Catawba was founded in Newton in Catawba County in 1851 and became co-educational in 1890. Struggling after the Civil War years, the college closed its doors in Newton in 1923 and reopened in Salisbury in 1925. The move was instigated by the gift of a partially completed dormitory/administration building and several areas of land in Salisbury.
Lester and Cleo Troxell lived in Winston-Salem, NC. Their two daughters, Hilda and Bonita, Class of '57, both went to "the new Catawba," after the college's move to Salisbury. Today, 90-year-old Hilda Troxell Ramseur champions Catawba from her home in Landis, NC. She and her husband, the late Walter Ramseur, are both Catawba alumni.
"They were both in the marching band," recalls Julie, "and my dad had a crush on her. On the band bus, because it was her birthday, he decided that the guys on the bus needed to give her a birthday kiss. He started the kiss and gave her another one at the end. After that, they started dating."
Walter, a member of the Class of '49, was on the Board of Visitors for many years and was a loyal member of the Chiefs Club and the Alumni Association. Because of his fund-raising efforts for the Field House, "they put his name on a Field House office door for helping," says Julie.
The Ramseur family has always had close ties to Catawba, attending football and basketball games, as well as theatre productions. "Mom would yell louder than Dad at those games," recalls Julie.
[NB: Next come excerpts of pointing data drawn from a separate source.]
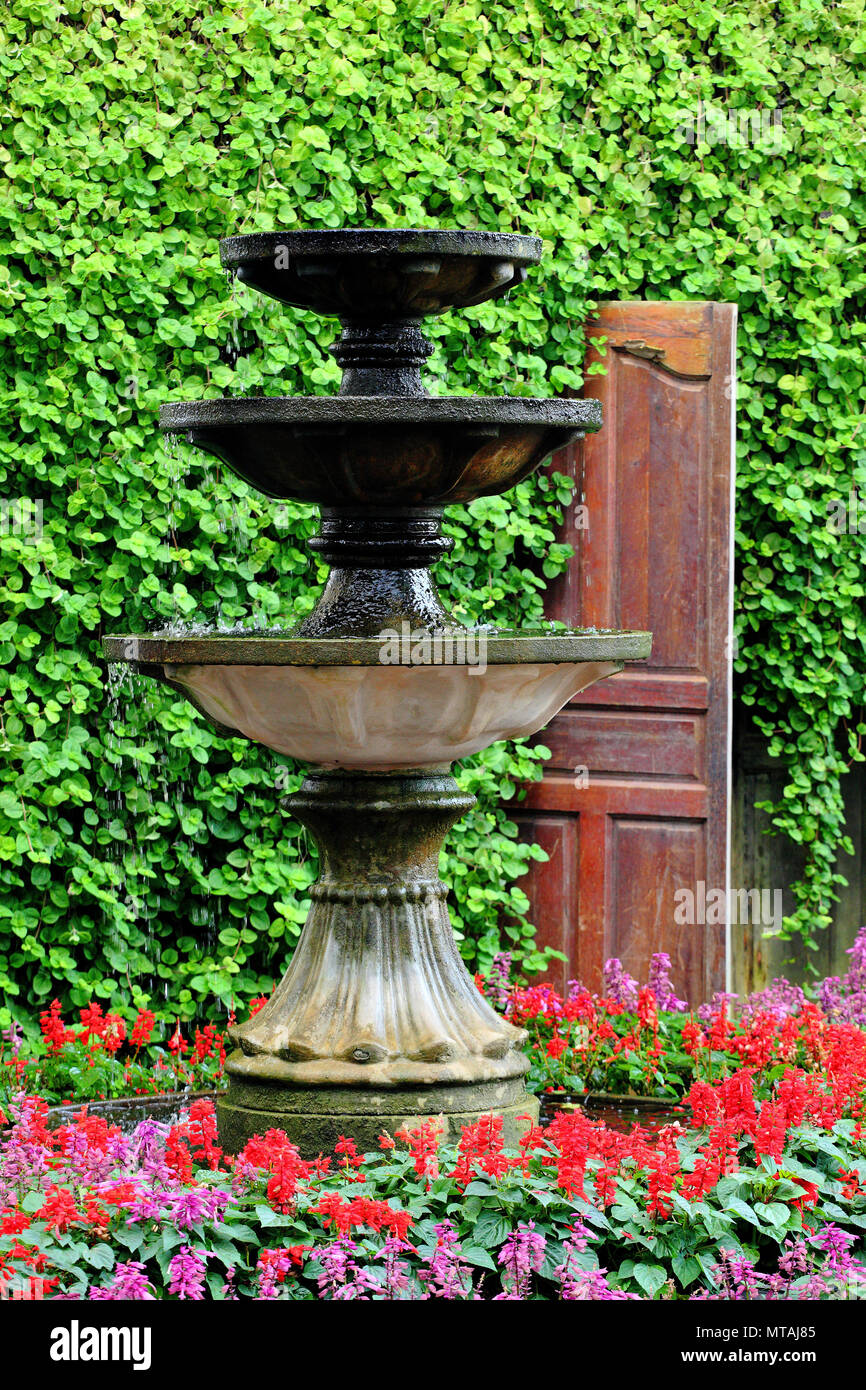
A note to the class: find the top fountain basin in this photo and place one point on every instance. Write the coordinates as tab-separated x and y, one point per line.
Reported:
376	275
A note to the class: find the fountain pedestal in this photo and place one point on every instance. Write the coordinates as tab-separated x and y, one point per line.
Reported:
377	1022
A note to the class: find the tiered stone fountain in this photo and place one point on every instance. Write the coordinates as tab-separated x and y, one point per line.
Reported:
377	1020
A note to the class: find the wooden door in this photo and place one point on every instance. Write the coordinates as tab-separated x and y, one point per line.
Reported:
634	802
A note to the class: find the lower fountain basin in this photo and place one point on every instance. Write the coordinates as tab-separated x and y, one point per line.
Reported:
382	704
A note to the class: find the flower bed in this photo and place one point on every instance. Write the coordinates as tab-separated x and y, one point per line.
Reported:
754	1201
644	1043
104	1058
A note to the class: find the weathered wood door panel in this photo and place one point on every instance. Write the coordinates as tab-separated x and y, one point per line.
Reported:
634	802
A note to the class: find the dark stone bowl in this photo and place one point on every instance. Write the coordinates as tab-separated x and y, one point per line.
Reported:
382	451
378	275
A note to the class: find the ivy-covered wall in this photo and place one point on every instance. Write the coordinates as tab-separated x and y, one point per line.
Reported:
638	141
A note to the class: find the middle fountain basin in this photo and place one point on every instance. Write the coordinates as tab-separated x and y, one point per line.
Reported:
382	704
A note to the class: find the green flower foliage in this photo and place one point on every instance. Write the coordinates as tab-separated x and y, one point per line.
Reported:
136	843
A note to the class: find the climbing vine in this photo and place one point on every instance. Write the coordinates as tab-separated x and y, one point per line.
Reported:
142	851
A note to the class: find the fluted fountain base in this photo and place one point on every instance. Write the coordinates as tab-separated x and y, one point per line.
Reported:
316	1116
377	1020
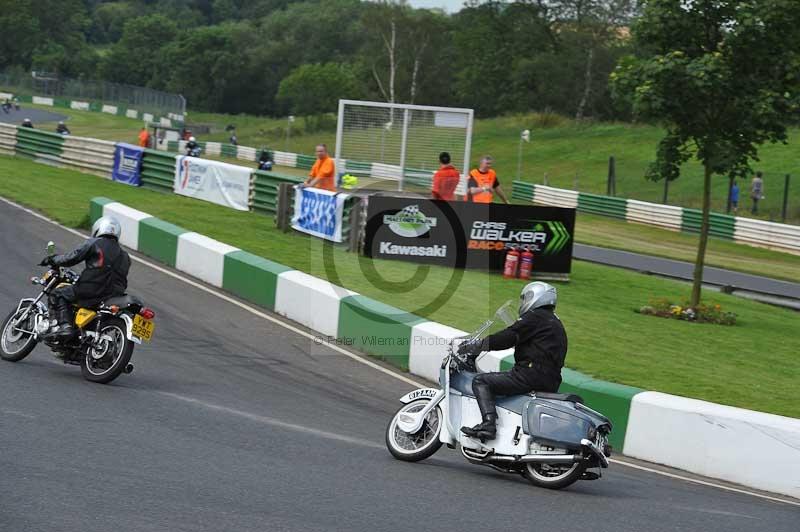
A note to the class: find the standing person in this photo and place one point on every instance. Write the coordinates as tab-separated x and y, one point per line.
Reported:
483	183
735	196
323	172
445	180
757	190
144	138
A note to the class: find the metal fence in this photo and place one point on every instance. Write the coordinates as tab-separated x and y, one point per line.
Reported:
142	98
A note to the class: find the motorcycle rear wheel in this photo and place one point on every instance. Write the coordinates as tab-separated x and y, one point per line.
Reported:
115	357
10	348
420	445
554	477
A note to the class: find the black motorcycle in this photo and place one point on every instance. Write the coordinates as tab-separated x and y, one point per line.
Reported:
107	332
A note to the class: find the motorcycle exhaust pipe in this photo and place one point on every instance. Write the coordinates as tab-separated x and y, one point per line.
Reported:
527	458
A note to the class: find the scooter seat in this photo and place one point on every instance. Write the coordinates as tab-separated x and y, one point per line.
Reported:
462	382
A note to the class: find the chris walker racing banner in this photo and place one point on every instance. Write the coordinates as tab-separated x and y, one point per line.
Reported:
220	183
468	235
127	164
319	212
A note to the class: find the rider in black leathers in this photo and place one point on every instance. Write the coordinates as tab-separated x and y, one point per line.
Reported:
105	275
540	347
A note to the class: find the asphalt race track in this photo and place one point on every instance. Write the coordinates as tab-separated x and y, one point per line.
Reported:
233	423
37	116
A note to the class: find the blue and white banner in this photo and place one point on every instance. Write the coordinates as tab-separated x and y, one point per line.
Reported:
220	183
128	164
318	212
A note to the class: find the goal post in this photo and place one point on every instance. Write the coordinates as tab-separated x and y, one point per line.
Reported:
401	142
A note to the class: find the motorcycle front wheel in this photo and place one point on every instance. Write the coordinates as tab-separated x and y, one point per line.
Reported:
420	445
109	354
14	343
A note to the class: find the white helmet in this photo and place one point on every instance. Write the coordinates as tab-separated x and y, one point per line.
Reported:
107	226
535	295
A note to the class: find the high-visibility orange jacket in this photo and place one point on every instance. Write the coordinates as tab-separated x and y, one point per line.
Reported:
483	179
326	170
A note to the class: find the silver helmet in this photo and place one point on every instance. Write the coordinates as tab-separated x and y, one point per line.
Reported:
107	226
535	295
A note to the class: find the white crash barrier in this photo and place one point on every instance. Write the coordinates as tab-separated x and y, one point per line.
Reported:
246	153
310	301
8	138
772	235
213	148
751	448
428	346
96	156
129	220
665	216
284	158
202	257
556	197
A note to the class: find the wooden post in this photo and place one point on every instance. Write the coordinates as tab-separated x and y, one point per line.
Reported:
785	198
All three of the Ramseur daughters are Catawba alumni. "I think my mom just wanted us to have the same wonderful experience that she had," says Julie. The eldest daughter, Pam R. McDaniel of Durham, Class of '76, was a math major who became a math and computer teacher. The second daughter, Sandy R. Hicks of Rincon, GA, Class of '80, earned her degree in Early Childhood Education and then earned a Master of Education in Curriculum and Instruction from N.C. State University. She has taught remedial middle school classes for several years and also first grade in both North Carolina and Georgia. She is in her third year of teaching English language learners. Her husband, Al Hicks, Class of '81, played football at Catawba.
Randy Southard, Class of '74, Senior Development Associate at Catawba, said that few alumni can boast of the Catawba legacy as witnessed in the Troxell-Ramseur family. "Just in my tenure with the Board of Visitors and the Development Office, I've witnessed the commitment of the Ramseur family to the enhancement of Shuford Stadium and to the growth of our Endowed Scholarship program. Student involvement, sharing of their time, benefactor dedication – the Ramseurs have helped make Catawba a better institution!"
Sandy R. Hicks said that going to Catawba was definitely one of the best decisions that she could have made. "I received an excellent education that prepared me for a successful teaching Career," she said. "But, also, just as importantly to me, I made lifelong friends. My Cat-U friends and I continue to stay in in frequent contact and spend a weekend together every year."
Julie R. Lewis, Class of '84, majored in Political Science and Pre-Law. She graduated from UNC-Chapel Hill School of Law and is an assistant public defender in Mecklenburg County. She has served two terms on the Catawba Alumni Board and currently serves on the Board of Visitors.
"I grew up going to the campus," says Julie. "It was very familiar to me. It seemed like home. I think the whole atmosphere of the campus drew me. I loved that it was small ... almost intimate. You got to know the professors. They knew you and cared about you."
She still cherishes the friendships that she made as a student. "I'm still in contact with my friends and roommates," she says. "Catawba prepared me very well for grad school. It gave me opportunities for leadership roles that I would not have had at a larger university, and it will always have a special place in my heart."
The Pennsylvania Troxell family connection doesn't stop with Lester. Lester's brother, Art, whom he followed to Newton, NC, and Catawba, married another Catawba student, Trula Bost, Class of '21. Their daughter, Cathy Troxell Greene, graduated from Catawba in 1946.
Sandy R. Hicks has a favorite story about her grandfather's brother Art. In the 1970s, when streaking was a new craze, her Uncle Art laughed and said: "They think that they have invented something new. When I was at Catawba (about 1912), during thunderstorms, guys would strip down, hide behind trees, and when lightning flashed, run and hide behind a different tree."